I tried Souvenir with both a Palm V and an IBM Crosspad. For the Palm, i-Recall has built a "digital ink" program that translates handwriting into text, so you don't have to be a Graffiti savant to use it. The Crosspad lets you write on a regular legal pad; your notes are picked up by the Crosspad's sensors and appear in digital format on the PC. Surprisingly, the entire process - writing, uploading, synchronizing with the media, and then publishing on the Net - was practically seamless. The only difficulty I encountered had to do with the way media content is managed on the Web. Sites often publish video clips through a convoluted channel of CGI scripts, so it can be difficult to actually locate the clip's bare-bones URL to feed to Souvenir.

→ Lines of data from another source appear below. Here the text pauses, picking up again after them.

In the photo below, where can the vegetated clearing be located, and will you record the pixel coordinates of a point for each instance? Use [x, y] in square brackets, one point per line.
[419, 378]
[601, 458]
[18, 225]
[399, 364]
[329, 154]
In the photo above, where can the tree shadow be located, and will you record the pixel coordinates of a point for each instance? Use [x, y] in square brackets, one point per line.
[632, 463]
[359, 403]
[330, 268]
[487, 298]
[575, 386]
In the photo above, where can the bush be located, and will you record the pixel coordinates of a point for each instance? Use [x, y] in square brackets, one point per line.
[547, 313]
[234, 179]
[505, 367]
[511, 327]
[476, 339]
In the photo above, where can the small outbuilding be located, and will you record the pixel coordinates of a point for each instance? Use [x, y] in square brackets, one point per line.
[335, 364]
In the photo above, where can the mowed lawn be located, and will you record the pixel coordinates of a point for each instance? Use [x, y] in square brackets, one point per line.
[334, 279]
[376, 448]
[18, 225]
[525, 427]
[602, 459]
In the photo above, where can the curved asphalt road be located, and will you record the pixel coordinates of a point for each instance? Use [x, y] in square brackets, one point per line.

i-Recall, which attracted investment from such industry luminaries as Jay Chiat, spent much of its first year ironing out software bugs. The next hurdle is making Souvenir the standard for managing rich media on the Web. Sounds good to me. When a company executive edited The Third Man into sections with a few scribbles on a Palm, and then sent me the clip from about halfway through where Orson Welles makes his first appearance in the film, the postmodernist in me was gleeful.

Souvenir separated art from its context without scruple. Sample some noir, anyone?

Souvenir: free. i-Recall: www.i-recall.com.